Once users select a nutrition plan, which ranges from a $24.95/year foundational plan to a $2,400/year premium plan, they fill out a science-based questionnaire that delivers personalized recommendations about their nutrition requirements.

“We didn’t want good nutrition to be a privilege. We wanted to make it accessible,” Jampolis said, noting that even the app’s basic plan will improve users’ health.

AHARA’s nutrition recommendations rely on an international scientific advisory board of researchers in nutrigenetics and epigenetics, among others, who are “at the cutting edge of the science,” across the app’s features, including targeted recipes which connects to Instacart and a menu scanner that identifies key nutrients suitable for their health plan. The 10 experts, with two based in the UK who have access to published research before reaching the US, provides AHARA with its foundational research support.
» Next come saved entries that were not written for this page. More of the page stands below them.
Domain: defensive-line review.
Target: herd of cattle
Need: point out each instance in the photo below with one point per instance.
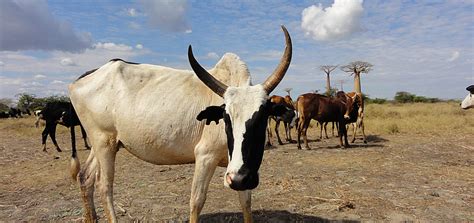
(134, 106)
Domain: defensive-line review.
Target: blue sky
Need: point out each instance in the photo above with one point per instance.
(423, 47)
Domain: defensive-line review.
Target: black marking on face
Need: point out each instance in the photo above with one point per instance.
(254, 139)
(229, 133)
(211, 113)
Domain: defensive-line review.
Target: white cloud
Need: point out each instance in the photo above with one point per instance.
(132, 12)
(29, 25)
(39, 76)
(167, 15)
(337, 21)
(113, 47)
(57, 82)
(454, 56)
(134, 25)
(212, 55)
(67, 62)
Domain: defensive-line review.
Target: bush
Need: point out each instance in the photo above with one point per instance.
(393, 129)
(405, 97)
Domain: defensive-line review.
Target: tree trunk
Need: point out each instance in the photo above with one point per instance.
(328, 85)
(357, 87)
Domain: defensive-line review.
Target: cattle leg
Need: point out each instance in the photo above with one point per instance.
(205, 165)
(44, 135)
(106, 150)
(87, 177)
(84, 137)
(269, 133)
(277, 125)
(343, 133)
(303, 130)
(245, 198)
(52, 135)
(361, 126)
(299, 128)
(288, 132)
(325, 130)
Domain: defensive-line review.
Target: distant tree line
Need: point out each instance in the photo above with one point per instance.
(402, 97)
(29, 101)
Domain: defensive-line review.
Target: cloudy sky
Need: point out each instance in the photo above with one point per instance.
(423, 47)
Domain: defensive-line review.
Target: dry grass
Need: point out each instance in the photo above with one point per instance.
(405, 173)
(436, 119)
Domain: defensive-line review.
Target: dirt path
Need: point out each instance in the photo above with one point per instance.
(392, 178)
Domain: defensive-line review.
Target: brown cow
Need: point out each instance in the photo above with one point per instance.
(360, 115)
(342, 110)
(288, 118)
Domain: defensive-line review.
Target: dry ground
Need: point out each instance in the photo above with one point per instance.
(409, 171)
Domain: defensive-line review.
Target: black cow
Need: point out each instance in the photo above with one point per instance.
(14, 113)
(326, 109)
(4, 115)
(64, 114)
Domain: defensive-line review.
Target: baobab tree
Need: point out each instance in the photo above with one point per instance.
(288, 90)
(356, 68)
(328, 69)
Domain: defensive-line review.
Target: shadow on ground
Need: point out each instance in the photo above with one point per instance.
(270, 216)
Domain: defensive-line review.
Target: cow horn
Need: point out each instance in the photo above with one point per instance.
(211, 82)
(278, 74)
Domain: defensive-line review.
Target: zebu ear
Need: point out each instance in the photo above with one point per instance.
(212, 113)
(276, 109)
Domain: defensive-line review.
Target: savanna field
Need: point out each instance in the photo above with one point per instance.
(417, 166)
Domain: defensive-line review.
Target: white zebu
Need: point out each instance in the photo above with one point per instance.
(468, 102)
(151, 112)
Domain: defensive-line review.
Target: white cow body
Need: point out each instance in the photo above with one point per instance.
(151, 111)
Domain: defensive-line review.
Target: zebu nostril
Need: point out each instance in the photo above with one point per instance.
(229, 177)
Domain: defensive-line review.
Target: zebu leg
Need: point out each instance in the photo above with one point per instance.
(206, 163)
(105, 149)
(84, 137)
(269, 132)
(245, 198)
(277, 126)
(87, 177)
(354, 126)
(363, 130)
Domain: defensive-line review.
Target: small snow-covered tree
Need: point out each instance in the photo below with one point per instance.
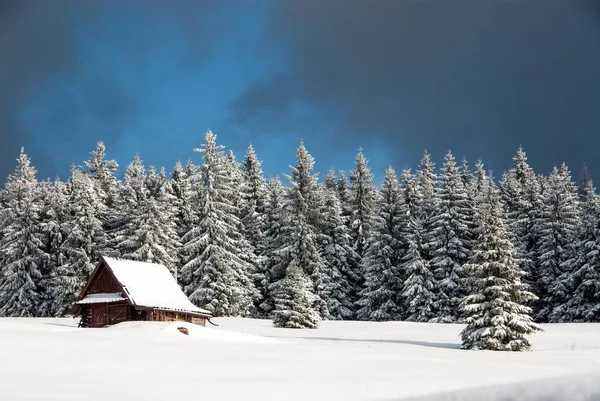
(381, 297)
(497, 318)
(294, 299)
(21, 251)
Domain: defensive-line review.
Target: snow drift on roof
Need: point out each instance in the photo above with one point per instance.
(102, 298)
(151, 285)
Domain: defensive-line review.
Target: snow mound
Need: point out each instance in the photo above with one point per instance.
(168, 330)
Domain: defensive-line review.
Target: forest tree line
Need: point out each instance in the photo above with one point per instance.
(301, 250)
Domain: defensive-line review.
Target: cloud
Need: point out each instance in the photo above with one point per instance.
(479, 77)
(41, 47)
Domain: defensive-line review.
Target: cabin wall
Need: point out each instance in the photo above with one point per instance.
(104, 282)
(100, 315)
(171, 316)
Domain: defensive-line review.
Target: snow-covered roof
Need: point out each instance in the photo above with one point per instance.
(102, 298)
(151, 285)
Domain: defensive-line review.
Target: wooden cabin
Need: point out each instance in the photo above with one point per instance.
(123, 290)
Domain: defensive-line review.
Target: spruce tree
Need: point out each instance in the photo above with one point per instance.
(420, 285)
(273, 255)
(84, 239)
(450, 239)
(294, 299)
(153, 237)
(362, 202)
(557, 229)
(216, 275)
(252, 213)
(584, 304)
(522, 202)
(427, 187)
(497, 318)
(299, 235)
(53, 217)
(339, 258)
(21, 251)
(381, 297)
(103, 173)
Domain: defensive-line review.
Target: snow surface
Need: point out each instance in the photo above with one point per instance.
(151, 285)
(102, 298)
(246, 359)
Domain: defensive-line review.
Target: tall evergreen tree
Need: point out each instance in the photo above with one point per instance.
(103, 173)
(497, 318)
(522, 200)
(299, 240)
(53, 217)
(420, 285)
(426, 185)
(338, 256)
(381, 297)
(21, 251)
(362, 202)
(584, 304)
(216, 274)
(272, 258)
(84, 238)
(557, 228)
(450, 239)
(252, 213)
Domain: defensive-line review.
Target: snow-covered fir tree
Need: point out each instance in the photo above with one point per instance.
(153, 237)
(84, 238)
(129, 203)
(343, 192)
(381, 298)
(252, 213)
(54, 214)
(426, 185)
(361, 203)
(339, 258)
(497, 318)
(271, 259)
(584, 304)
(557, 229)
(22, 248)
(294, 300)
(522, 201)
(217, 273)
(450, 239)
(103, 173)
(299, 235)
(420, 285)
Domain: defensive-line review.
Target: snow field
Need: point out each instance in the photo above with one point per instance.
(52, 359)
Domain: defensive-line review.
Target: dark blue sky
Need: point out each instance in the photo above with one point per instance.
(395, 77)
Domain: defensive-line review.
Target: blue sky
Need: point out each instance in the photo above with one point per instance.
(150, 77)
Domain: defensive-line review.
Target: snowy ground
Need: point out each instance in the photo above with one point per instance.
(245, 359)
“The algorithm that I created for AHARA, which is patent pending, is focused on that initial intake, and there’s logic tying every single response to the first 30 questions that we asked to 10 nutrients that we’ve chosen to focus on,” Jampolis said.

In her 22 years of helping patients build viable nutrition plans as an internist and board-certified physician nutrition specialist, AHARA was designed for users who are prioritizing their health and “not my health priorities for them,” she clarified.
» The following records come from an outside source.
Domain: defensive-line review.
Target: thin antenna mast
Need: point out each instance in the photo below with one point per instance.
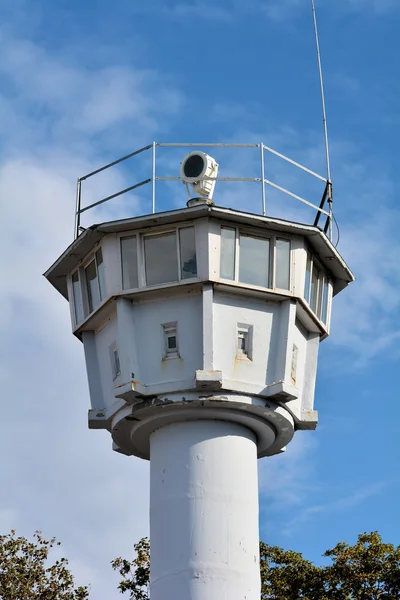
(321, 82)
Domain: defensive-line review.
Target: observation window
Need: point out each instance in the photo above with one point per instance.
(161, 260)
(187, 243)
(316, 289)
(228, 241)
(130, 279)
(167, 257)
(255, 260)
(77, 298)
(95, 281)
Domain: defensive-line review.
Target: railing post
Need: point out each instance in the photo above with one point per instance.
(153, 179)
(264, 209)
(77, 209)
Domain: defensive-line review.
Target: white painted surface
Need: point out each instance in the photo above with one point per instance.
(204, 512)
(264, 317)
(92, 370)
(104, 338)
(148, 319)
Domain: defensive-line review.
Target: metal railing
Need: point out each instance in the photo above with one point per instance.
(320, 209)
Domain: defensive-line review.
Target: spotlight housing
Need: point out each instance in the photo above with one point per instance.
(200, 171)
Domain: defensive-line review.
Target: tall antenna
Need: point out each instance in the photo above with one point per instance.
(321, 83)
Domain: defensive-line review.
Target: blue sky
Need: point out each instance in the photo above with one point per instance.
(83, 83)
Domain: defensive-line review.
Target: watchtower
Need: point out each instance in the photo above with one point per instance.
(201, 328)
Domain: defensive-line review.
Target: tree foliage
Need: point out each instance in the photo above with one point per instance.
(27, 574)
(368, 570)
(136, 574)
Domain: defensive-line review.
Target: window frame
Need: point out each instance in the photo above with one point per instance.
(272, 237)
(323, 278)
(170, 330)
(83, 285)
(140, 235)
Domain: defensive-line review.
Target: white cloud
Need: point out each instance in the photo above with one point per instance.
(57, 475)
(342, 504)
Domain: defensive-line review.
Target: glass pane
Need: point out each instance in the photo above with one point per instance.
(92, 286)
(161, 258)
(314, 289)
(100, 273)
(188, 253)
(227, 266)
(254, 261)
(282, 264)
(78, 304)
(324, 308)
(129, 263)
(307, 280)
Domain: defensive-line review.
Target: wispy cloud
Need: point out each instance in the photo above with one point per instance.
(342, 504)
(72, 485)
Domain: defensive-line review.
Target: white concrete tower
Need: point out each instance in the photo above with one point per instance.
(201, 328)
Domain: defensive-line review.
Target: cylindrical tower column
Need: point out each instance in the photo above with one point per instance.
(204, 512)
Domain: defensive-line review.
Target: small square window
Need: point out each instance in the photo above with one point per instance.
(244, 344)
(114, 359)
(170, 340)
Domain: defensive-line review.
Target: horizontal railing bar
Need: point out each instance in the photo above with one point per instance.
(281, 189)
(132, 187)
(212, 179)
(115, 162)
(185, 144)
(293, 162)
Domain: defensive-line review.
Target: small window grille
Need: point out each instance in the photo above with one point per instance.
(170, 340)
(114, 359)
(244, 341)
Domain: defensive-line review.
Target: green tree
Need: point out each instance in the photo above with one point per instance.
(368, 570)
(27, 574)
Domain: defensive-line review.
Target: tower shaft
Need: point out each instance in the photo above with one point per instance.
(204, 512)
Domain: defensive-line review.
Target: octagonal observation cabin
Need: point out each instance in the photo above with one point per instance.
(202, 312)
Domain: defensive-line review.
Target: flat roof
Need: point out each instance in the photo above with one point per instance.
(80, 248)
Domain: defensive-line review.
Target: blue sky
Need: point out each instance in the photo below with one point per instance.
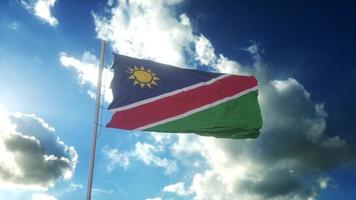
(301, 52)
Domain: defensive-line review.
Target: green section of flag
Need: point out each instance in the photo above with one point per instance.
(238, 118)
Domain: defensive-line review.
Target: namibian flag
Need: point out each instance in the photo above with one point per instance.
(150, 96)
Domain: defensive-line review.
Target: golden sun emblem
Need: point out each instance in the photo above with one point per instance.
(143, 77)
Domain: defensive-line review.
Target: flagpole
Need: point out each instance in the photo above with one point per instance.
(95, 122)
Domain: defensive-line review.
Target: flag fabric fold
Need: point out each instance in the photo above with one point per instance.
(151, 96)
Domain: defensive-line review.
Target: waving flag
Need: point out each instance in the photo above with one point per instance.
(150, 96)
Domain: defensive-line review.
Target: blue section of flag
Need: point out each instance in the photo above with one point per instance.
(170, 78)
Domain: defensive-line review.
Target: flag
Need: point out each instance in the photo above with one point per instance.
(151, 96)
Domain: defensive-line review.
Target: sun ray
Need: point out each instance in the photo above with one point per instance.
(142, 77)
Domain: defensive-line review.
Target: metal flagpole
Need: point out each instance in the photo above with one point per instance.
(95, 123)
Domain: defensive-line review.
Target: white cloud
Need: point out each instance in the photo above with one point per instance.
(178, 188)
(115, 158)
(14, 26)
(154, 198)
(204, 51)
(98, 191)
(292, 144)
(74, 186)
(42, 196)
(147, 29)
(87, 69)
(143, 152)
(41, 9)
(32, 156)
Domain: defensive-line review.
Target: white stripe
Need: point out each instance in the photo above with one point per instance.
(198, 109)
(169, 94)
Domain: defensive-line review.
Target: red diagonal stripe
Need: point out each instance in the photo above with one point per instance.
(181, 103)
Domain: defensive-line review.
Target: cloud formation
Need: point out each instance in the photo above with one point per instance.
(143, 152)
(32, 156)
(41, 9)
(42, 196)
(87, 69)
(287, 161)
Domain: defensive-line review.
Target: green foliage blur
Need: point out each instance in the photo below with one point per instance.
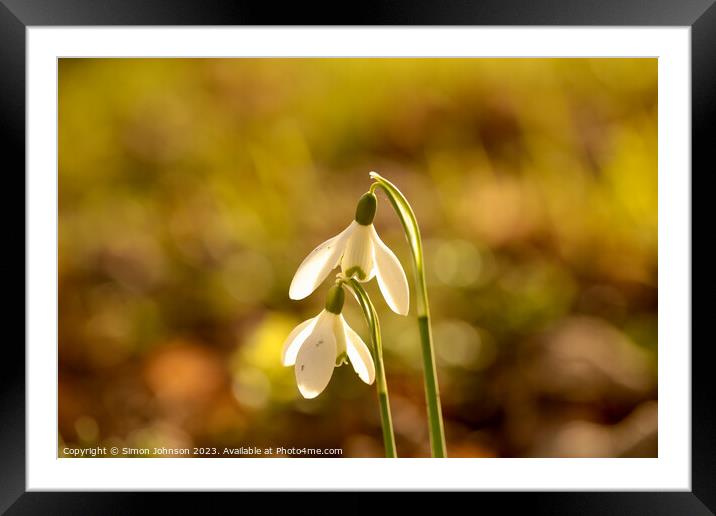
(191, 189)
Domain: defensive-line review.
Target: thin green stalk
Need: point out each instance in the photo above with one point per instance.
(412, 232)
(377, 348)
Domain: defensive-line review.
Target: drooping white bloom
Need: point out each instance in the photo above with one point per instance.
(361, 254)
(317, 346)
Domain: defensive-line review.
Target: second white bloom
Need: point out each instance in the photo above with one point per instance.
(317, 346)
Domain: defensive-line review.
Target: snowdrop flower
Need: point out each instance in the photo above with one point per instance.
(320, 344)
(361, 254)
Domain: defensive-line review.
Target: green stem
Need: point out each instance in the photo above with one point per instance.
(412, 232)
(381, 383)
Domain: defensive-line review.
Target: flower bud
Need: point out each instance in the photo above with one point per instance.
(335, 298)
(365, 211)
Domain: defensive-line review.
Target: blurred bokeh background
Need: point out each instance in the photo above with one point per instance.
(191, 189)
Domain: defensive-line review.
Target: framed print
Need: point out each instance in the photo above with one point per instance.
(424, 249)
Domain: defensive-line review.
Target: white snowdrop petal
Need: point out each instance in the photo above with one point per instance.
(391, 277)
(359, 354)
(294, 340)
(358, 254)
(316, 266)
(316, 358)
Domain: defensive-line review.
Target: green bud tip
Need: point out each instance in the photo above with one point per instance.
(335, 298)
(365, 211)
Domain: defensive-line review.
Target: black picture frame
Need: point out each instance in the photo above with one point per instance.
(17, 15)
“So, if I’m talking to them about heart health and they’re concerned about breast cancer, they’re not really going to buy into my recommendation,” she added.

Users can choose three of six health priorities and rank them in order of importance, from brain and immune health to gut and aging. After ranking their personal health concerns, AHARA prompts them to rank their symptoms on a scale of one to 10, “because while health priorities are important, it’s not necessarily related to what they’re feeling every day, whether it’s fatigue or depression or constipation,” Jampolis explained.
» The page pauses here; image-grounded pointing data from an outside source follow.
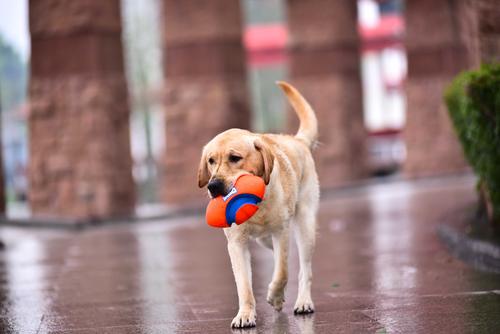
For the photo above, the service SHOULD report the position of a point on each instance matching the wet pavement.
(379, 267)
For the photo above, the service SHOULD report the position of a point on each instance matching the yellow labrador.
(291, 200)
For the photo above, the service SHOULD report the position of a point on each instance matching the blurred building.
(383, 72)
(197, 68)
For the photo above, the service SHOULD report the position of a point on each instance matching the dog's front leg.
(240, 261)
(276, 290)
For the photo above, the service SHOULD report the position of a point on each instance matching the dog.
(286, 165)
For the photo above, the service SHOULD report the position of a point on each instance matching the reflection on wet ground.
(379, 267)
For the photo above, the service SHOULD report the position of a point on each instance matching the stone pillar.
(80, 160)
(489, 29)
(324, 65)
(2, 183)
(206, 86)
(441, 41)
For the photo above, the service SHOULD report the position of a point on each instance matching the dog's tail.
(308, 130)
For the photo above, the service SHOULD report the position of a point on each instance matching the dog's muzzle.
(216, 188)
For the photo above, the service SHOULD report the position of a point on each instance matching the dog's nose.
(216, 188)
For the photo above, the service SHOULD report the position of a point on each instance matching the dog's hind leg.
(276, 290)
(266, 242)
(305, 237)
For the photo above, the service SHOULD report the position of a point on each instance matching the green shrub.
(473, 101)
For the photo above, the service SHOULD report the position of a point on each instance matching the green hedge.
(473, 101)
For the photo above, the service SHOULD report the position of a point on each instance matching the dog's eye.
(234, 158)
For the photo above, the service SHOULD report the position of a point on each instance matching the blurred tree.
(12, 77)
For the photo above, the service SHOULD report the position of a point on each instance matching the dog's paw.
(244, 319)
(276, 298)
(303, 307)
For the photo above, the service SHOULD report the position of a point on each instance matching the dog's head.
(231, 154)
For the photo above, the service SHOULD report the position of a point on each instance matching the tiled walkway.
(379, 268)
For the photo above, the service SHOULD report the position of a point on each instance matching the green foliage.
(473, 101)
(12, 77)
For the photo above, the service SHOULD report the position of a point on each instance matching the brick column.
(489, 29)
(206, 86)
(324, 65)
(80, 161)
(441, 41)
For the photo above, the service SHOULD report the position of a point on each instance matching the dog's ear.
(267, 160)
(203, 173)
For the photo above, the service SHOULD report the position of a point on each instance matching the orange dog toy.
(239, 204)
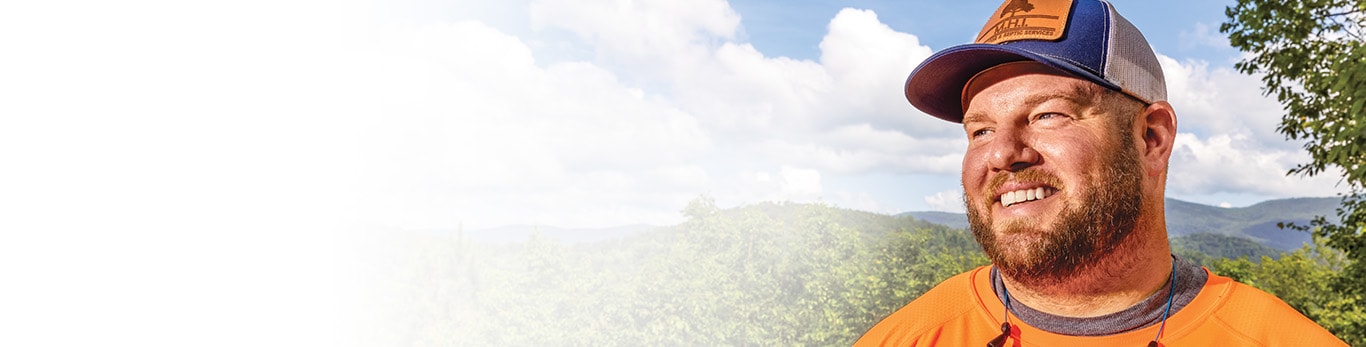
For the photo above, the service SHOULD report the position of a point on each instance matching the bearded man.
(1070, 133)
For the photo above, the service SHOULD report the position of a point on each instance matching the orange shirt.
(963, 310)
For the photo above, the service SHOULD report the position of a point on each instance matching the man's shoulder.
(1257, 316)
(945, 309)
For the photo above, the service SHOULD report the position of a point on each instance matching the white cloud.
(947, 201)
(799, 183)
(1228, 141)
(478, 131)
(1202, 34)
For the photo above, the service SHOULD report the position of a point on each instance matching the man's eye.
(1042, 116)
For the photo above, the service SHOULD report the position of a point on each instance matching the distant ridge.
(1256, 221)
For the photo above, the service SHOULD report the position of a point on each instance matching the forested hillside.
(758, 275)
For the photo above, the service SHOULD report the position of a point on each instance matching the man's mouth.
(1025, 196)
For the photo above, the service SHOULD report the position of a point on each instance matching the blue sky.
(750, 101)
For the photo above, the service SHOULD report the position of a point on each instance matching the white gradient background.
(186, 172)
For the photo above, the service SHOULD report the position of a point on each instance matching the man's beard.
(1085, 232)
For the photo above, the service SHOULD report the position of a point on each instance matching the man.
(1063, 103)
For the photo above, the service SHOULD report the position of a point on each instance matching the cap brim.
(936, 86)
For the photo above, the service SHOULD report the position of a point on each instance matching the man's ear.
(1159, 126)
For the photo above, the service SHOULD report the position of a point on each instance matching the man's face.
(1052, 182)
Based on users’ health preferences, the app presents them with recipes aligned with their nutritional needs and an Instacart connection for quick grocery shopping​, as well as an AI-driven menu scanner that reviews restaurant menus to identify the appropriate nutrients “specifically for your unique biology.”

“That is what truly Food is Medicine is all about – it’s being able to address symptoms first, through food and also attack health priorities,” she said.

Plans to develop more optimized health recommendations

With grocery prices top of mind for consumers, Jampolis explained that AHARA’s consultation feature provides users with cost-effective options, although offering budget-friendly options in the app is an opportunity for future iterations.

“Everybody who buys our precision test kit gets a consultation and we talk about specific things. So, it’s frozen berries instead of fresh, because they’re much cheaper [or] it’s doing canned salmon because it’s often wild and a tenth of the price of fresh salmon,” she said.

Indulgences are still considered, Jampolis said, explaining that the nutritional content of a dish are more valuable than caloric count alone, improving food and nutrition accessibility for users.

“People don’t eat saturated fat in isolation, they eat food, and so that why we’re food first. Because the nutrients point you towards the right foods,” she added.

Jampolis expects the app to continue evolving to provide more optimal recommendations for users via machine learning and the advisory boards’ insights at the helm. Next year, AHARA will gamify its features to help strengthen users’ habits for long-term health, she added.

“We’re not looking for just a one and done, we’re looking to be their partners through their life journey. So that’s a big priority is continuing to talk to the consumer, understand how they’re using the app. The more they use the recipes, the more the software will get better at knowing what they liked, what they don’t like,” Jampolis said.